The Case For Continental Air Defense

By Claxton Graham
Oct. 10, 2004

During this name-calling, mud-slinging excuse for a presidential campaign, neither John Kerry nor George W. Bush has addressed an issue critical to our national security--continental air defense.

When the Cold War was still a hot button with many Americans, it wasn’t unusual for jet interceptors to vigilantly patrol our skies, waiting to turn away enemy aircraft. It also wasn’t out of the ordinary for our major cities to be protected by batteries of anti-aircraft missiles, ready to fire at the enemy at a moment’s notice.

But the end of the Cold War left us particularly vulnerable to the unimaginable, being attacked by our own aircraft from within our own airspace. This following passage, lifted directly from the website for NORAD, the North American Aerospace Defense Command, says volumes:

“Until the morning of Sept. 11, 2001, NORAD's focus was almost exclusively fixed on threats coming toward the Canadian and American borders, not terrorism in our domestic airspace. Because of that day, NORAD's focus has increased to include domestic airspace.”

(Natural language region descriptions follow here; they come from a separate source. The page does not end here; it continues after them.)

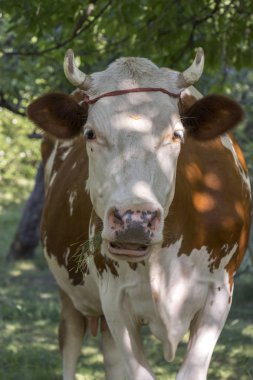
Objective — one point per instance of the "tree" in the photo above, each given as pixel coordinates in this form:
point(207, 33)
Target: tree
point(34, 36)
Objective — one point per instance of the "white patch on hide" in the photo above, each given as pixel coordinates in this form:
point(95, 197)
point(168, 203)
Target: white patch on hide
point(84, 297)
point(181, 285)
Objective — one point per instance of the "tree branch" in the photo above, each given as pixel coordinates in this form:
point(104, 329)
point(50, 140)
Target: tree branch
point(76, 32)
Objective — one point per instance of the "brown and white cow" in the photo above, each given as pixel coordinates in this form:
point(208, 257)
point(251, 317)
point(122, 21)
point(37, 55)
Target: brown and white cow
point(147, 212)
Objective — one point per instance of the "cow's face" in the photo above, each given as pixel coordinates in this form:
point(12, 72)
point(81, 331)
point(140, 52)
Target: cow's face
point(133, 143)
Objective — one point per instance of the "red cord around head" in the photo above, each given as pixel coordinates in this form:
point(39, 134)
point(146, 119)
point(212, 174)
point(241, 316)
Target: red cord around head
point(87, 100)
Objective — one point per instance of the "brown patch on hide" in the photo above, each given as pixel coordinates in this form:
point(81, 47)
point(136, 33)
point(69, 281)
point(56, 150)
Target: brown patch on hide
point(211, 116)
point(62, 230)
point(214, 214)
point(58, 114)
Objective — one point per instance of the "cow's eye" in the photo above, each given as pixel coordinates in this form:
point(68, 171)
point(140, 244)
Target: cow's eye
point(89, 134)
point(178, 135)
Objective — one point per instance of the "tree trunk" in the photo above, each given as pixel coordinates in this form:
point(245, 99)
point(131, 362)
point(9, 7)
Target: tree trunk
point(28, 232)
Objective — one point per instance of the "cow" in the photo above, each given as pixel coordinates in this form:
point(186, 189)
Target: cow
point(147, 213)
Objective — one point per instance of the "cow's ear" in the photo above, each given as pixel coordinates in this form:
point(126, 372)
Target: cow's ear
point(58, 114)
point(211, 116)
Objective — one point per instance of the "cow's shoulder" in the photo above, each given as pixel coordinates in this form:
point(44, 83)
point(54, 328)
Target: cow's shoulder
point(212, 201)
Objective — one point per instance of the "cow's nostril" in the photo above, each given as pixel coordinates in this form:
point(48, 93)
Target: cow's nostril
point(115, 219)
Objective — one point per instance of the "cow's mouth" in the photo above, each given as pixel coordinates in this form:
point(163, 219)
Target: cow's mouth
point(131, 250)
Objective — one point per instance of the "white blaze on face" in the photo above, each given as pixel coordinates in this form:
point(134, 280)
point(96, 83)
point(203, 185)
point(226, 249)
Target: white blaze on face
point(134, 158)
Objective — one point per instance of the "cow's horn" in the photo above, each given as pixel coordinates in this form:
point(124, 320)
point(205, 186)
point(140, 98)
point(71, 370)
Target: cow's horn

Even if the jet fighters scrambled to intercept the doomed jetliners caught up with them that fateful morning, what would they have done? Trying to get the terrorists to land would have been futile. And at that time, only the President, who was reading to a classroom full of children in Florida, could have authorized the fighters to shoot down a civilian aircraft.

There is another reason for a strong continental air defense. On October 25, 1999, when champion golfer Payne Stewart’s plane, en route from Florida to Texas, went off course after a major malfunction on board incapacitated the crew and passengers. NORAD scrambled interceptors that day, too, to see what was going on. Their efforts supplemented the FAA’s vast air-route control network and likely prepared emergency management personnel in South Dakota and the NTSB for the unfortunate crash.

The United States needs to rebuild its air defense system, and quickly. Such a defense would cost billions of dollars, but considering what we’ve lost, it would be billions well spent. Ideally, it would consist of the following components:

•State-of-the-art interceptor aircraft that have both quick striking power and enhanced flight endurance. Though both the F-15 Eagle and the F- 16 Fighting Falcon, currently used by Air National Guard units to perform the air defense role, are both remarkable aircraft, they are both approaching thirty years of service. A rouge power with access to Russian-made fighters like the MiG-25 Foxbat, itself long in the tooth, would still give us fits.

•Long-range ground-based anti-aircraft missiles similar to the old Nike family of missiles the US Army deployed around major cities in the 1950s. These would surround major metropolitan areas like Dallas-Fort Worth, New York and Washington, as well as strategically valuable assets, including our primary food-growing and oil-refining centers.

•Mobile Patriot missile batteries to provide defense of smaller population areas or areas with high-visibility amenities that might be attractive to terrorists. Cities like Las Vegas, Minneapolis and Orlando could be prime candidates for these batteries.

•Guided missile cruisers equipped with anti- aircraft missiles and radar to patrol both oceans, as well as the Caribbean and the Gulf of Mexico, for hostile air threats. Cities like New Orleans and San Francisco, which are both close to open water, would require protection over their seaborne approaches.

•Increased air surveillance by AWACS aircraft over both coastal and interior areas. The US Air Force currently uses the E-3 Sentry, based on the Boeing 707 airframe, for this role, while the US Navy uses the prop-driven E-2 Hawkeye. The Department of Defense should consider replacing some of these aircraft with a model based on the Boeing 767 airframe. That variant is currently only in use in Japan now, according to Boeing’s website.

•Anti-aircraft gun emplacements near the most critical assets, as a last-ditch, point-blank defense.

Not having a top-notch air defense has cost the United States dearly. It has altered our way of life today and for the generations to come. It is a problem with its roots in the 1970s and its aftermath in 2001. And it’s a problem that the next resident at 1600 Pennsylvania Avenue must address in the next four years, if we want to avoid a repeat of September 11.